The article says nothing about quitting smoking but he does wear glasses that reduce ultraviolet light and takes certain vitamins. It is very hard for him to determine whether they help.
I have documented in other posts that brain function is sensitive to omega-3 intake and (probably) most people don’t get enough. Of course, just as it is foolish to smoke (a lot) regardless of whether you have genetic risk of AMD, it is foolish to not optimize one’s omega-3 intake, whether or not you have genetic risk of AMD. In other words: everyone should optimize their omega-3 intake. If the 23andme results cause McCauley to do something wise like this that he would otherwise not have done, they have helped him.
The omega-3 study appeared after the Wired article so I don’t know how McCauley reacted to it. A puzzle about the story is that it isn’t even clear that the gene/AMD associations are true. Consider McCauley’s older relatives: parents, grandparents. Did/do any of them have AMD? If not, it is more plausible that all of them were at 12% risk of the disease than at 50% risk. Suppose all of them had, according to 23andme, the same increased risk as McCauley (at least some of them have the risk-bearing genes). Now it becomes more plausible that something is wrong with the 23andme risk estimate. If some of McCauley’s older relatives do have AMD, it is not clear why the 23andme results would make much difference. He should have already have known he was at increased risk of AMD.

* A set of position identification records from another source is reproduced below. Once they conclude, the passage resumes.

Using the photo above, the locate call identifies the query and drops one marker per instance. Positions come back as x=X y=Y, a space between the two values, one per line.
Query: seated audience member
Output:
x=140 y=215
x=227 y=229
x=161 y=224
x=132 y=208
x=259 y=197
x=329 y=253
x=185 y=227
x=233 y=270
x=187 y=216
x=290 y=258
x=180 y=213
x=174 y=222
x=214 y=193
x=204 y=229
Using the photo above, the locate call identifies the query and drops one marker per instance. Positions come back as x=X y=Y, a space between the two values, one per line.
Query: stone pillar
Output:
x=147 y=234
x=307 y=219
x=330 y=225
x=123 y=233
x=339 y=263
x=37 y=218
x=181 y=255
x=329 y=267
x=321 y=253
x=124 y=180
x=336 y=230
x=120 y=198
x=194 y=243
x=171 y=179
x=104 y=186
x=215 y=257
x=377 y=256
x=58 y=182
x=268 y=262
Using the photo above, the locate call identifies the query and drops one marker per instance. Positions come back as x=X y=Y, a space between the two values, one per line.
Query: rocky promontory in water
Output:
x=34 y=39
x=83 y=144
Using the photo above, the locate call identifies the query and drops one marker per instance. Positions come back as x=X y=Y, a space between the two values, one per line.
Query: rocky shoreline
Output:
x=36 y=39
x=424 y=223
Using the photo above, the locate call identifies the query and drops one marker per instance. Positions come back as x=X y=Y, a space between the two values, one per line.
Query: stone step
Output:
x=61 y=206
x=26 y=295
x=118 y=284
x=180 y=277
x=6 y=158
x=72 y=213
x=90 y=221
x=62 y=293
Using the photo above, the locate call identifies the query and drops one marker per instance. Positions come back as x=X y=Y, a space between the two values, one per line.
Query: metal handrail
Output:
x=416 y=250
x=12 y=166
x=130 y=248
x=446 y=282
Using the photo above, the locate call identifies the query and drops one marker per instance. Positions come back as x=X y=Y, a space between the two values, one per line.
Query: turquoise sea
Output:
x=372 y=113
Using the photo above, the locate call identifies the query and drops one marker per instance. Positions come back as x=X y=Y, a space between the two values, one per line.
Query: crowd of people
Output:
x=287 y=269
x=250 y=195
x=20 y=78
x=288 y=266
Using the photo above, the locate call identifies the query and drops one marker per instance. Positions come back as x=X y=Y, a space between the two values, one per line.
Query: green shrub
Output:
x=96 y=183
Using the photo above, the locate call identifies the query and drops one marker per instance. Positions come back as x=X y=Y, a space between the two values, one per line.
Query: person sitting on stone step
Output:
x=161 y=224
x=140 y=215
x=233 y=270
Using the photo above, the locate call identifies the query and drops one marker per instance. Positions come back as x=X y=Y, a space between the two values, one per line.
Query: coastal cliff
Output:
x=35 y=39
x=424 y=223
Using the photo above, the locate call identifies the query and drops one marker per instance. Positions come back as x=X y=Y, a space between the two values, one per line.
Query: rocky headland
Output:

The upshot is that in this particular case, I cannot even rule out Scenario 4 (does harm). All four scenarios strike me as plausible. Based on this article, we are a long way from learning the value of personal genomics.
Previously I used the example of Aaron Blaisdell to make the possibly counter-intuitive point that if you have a genetic disease something is wrong with your environment. Well, I do not have any obvious genetic disease. But I discovered, via self-experimentation, that my environment was terrible — meaning it could be improved in all sorts of ways: stop eating breakfast, drink flaxseed oil, eat butter, look at faces in the morning, take Vitamin D in the morning, and so on, not to mention eat fermented foods (which I figured out via psychology, not self-experimentation). My findings about what is optimal are so different than the way anyone now lives (except people who read this blog) that I believe everyone‘s environment can be vastly improved. If so, the value of discovering you have a genetically elevated risk of this or that is not obvious — you should already be trying to improve your environment. At least that is what my data has taught me. On the other hand, maybe genetic info (even wrong genetic info!) will give you a kick in the pants. Maybe that has happened with McCauley.